After receiving a letter from Jock, she discovers he was convinced the accident that killed his son and daughter-in-law was actually murder, and he included her in his will to investigate the deaths.
When accidents start happening to Emily, and she hears footsteps outside her room at night, she is convinced someone is stalking her.
Is she next on the killer’s list?
Isolated on an Outback cattle ranch, will strong, dependable Doug be able to keep her safe?
A murderer is loose at Winnawarra Station, and she must race against time to identify the killer before he strikes again.

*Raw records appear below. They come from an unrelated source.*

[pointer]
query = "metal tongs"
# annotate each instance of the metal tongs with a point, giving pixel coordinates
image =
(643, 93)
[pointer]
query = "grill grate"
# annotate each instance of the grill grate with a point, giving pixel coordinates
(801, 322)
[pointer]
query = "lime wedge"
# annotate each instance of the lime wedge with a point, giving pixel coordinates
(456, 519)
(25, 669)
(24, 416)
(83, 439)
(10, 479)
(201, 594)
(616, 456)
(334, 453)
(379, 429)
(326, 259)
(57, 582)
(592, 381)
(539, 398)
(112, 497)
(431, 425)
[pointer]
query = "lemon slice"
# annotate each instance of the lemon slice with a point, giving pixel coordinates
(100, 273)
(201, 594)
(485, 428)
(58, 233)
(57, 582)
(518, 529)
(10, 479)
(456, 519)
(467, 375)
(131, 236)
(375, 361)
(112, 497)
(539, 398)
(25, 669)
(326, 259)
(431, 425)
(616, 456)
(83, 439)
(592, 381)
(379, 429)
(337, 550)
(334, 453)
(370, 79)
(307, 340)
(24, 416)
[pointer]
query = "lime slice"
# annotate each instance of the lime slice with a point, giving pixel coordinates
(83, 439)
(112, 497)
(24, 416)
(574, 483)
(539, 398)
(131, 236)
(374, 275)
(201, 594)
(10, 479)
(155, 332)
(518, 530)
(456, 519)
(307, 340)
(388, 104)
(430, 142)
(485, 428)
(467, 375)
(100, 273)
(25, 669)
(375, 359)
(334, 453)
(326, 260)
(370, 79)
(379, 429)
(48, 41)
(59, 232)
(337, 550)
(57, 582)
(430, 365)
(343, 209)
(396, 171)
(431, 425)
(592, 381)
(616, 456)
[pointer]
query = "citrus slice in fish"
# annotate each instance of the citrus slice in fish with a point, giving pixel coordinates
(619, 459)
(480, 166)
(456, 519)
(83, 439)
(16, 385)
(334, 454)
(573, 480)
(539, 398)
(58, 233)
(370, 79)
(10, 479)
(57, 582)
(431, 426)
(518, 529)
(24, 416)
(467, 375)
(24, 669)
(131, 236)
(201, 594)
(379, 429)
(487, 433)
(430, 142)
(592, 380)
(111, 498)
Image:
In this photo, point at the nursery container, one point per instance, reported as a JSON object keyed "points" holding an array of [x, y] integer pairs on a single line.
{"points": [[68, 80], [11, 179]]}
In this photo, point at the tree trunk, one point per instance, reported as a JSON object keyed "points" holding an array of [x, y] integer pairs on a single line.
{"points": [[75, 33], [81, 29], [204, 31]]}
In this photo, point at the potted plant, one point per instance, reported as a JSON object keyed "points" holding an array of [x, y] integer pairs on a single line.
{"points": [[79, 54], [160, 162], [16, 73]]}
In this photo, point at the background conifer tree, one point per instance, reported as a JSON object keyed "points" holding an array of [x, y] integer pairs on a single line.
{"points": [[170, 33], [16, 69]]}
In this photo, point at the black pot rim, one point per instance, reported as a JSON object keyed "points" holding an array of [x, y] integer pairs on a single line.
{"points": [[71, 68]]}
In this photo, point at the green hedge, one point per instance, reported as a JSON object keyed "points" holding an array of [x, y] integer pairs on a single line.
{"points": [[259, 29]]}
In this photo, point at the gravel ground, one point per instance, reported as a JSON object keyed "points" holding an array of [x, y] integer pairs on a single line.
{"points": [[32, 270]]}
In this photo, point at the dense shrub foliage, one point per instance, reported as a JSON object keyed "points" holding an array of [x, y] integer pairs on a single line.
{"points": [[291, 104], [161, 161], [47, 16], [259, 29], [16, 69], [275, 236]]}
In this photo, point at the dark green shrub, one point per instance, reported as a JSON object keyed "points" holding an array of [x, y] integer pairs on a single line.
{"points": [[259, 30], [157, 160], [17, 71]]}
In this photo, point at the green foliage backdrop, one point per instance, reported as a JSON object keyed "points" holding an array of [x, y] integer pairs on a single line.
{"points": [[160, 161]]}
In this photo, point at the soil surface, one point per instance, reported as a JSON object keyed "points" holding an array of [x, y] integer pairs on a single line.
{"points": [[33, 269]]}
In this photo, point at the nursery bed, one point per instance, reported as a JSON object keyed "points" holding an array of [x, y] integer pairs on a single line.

The Australian rural romance is a sub-genre that I like quite a bit, so ‘Winnawarra’ sounded like a thing straight up my alley, particularly with some romantic suspense thrown in. But I’m frankly, struggling to write a review of a story where the bits that appealed equalled the parts that didn’t.
I did like the numerous cultural references in the book—the Australian rural ranching practices never fail to fascinate me—and Elizabeth M. Darcy’s style of writing is different in a way that takes a while getting used to. The premise for Emily’s arrival “Winnawarra” was as well, an unconventional one, as was the suspense that really amped up the tension and thrills when things went bump in the night.
However, I had a few issues with the inconsistencies in characterisation, writing and pacing, and that did affect my ability to get absorbed fully in the suspense. In fact, the protagonists didn’t seem to be the adults they were, while several bits of dialogues took on an odd archaic sheen that didn’t seem to fit with the contemporary tone of the story.
Emily seemed childishly impatient with crazy mood swings at times (not to mention the easy jealousy), blaming her fear on Doug’s inability to ‘keep her safe’, then getting close to accusing him of murder in her haste to uncover the mystery surrounding Winnawarra. To be fair however, Doug never looked as though he’d managed his PTSD at all and that did spill over in actions that were self-destructive to the point where it struck Emily precisely where her nerves were rubbed raw by her past relationship. And…no condoms? Seriously? When Doug had all but admitted he’d slept with way too many women when he was drunk and on a bender?
At the same time, the murder mystery that Emily was investigating also seemed quite tangential, involving characters that still seemed to steer the plot from beyond the grave, leaving me like the disconnected outsider trying to look in through a dusty window. The story did however, hit its stride past the halfway mark, though it led to a climax where the villain was revealed to be whom I suspected he was all along.
‘Winnawarra’ would be a decent read particularly if the rural traditions of ranching (along with hot cowboys) down under interests anyone looking to get into rural romance. Unfortunately, the story fell rather flat for me despite its potential.